Father Nerses was married to Negdar Basmadjian in 1912 and was ordained as a priest the following year. In 1915, he was arrested and exiled with his family and the entire population of Jeebin. After the 1918 Armistice and surviving the Genocide alone with his faithful congregation, he was transported by the British Forces to Port Said, Egypt, where he continued to serve as a priest and Chairman of A.G.B.U.'s day school.
Towards the end of 1919, he returned to become involved with the self-defense operations of the Armenian Aintabtzys, and assumed the chairmanship of the Central Committee responsible for war provisions. He left Aintab with the last Armenian and established residence in Aleppo, Syria, where he serves as a dedicated priest to the survivors of the Genocide for thirty years. The Armenian Church authority of Aleppo sent him on three separate occasions to the Northern Provinces of Syria for a unique mission amongst the displaced Armenians. Following the arrangements made by the Danish benefactress, Miss Karen Yeppe, and starting in 1926, for three years, he visited the Der Zor city environs to reclaim Armenians doomed for assimilation in non-Armenian homes. He has been instrumental in establishing new Armenian churches in Azaz, Hassije and Kamishly in Northrn Syria.

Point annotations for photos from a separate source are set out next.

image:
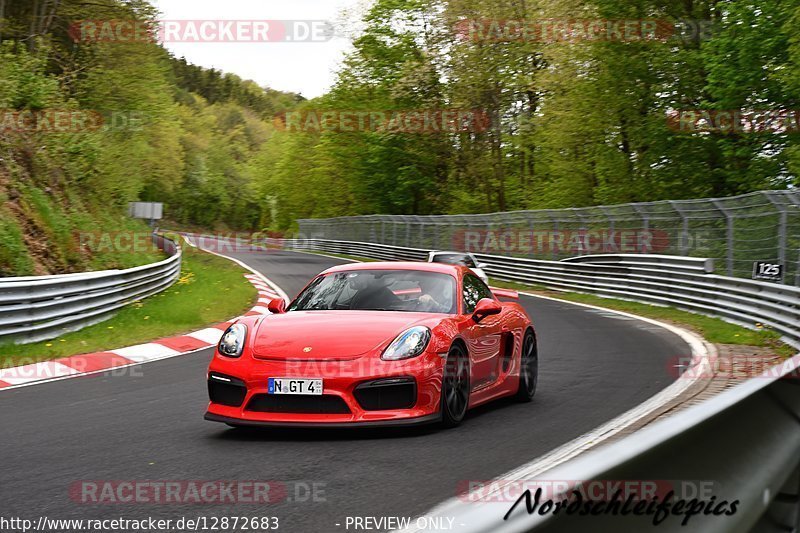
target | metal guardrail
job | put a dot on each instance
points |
(683, 282)
(735, 231)
(34, 309)
(746, 441)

He has been a founding member of the Guiliguian Union in 1921, and was elected Chairman in 1923. As a community leader, he served as a member of the Aleppo Board of the Azounieh Hospital of Lebanon for many years, and secured the annual wheat requirements of the Hospital from the Kamishly Armenians.
During 1935 to 1951, he served as a member and as the Chairman of the Armenian National Old Age Home Board of Trustees in Aleppo, Syria, now known as Armenian Old Age Home. As a product of his efforts and with the assistance of Dr. Asadour Altoonian's wife, Mrs. Altoonian, as well as the cooperation of the Armenian Evangelical and the Catholic leadership of Aleppo, the Old Age Home became the proud owner of a three story building.
He moved to Beirut in 1953 with his family, where he entered his eternal rest in 1956.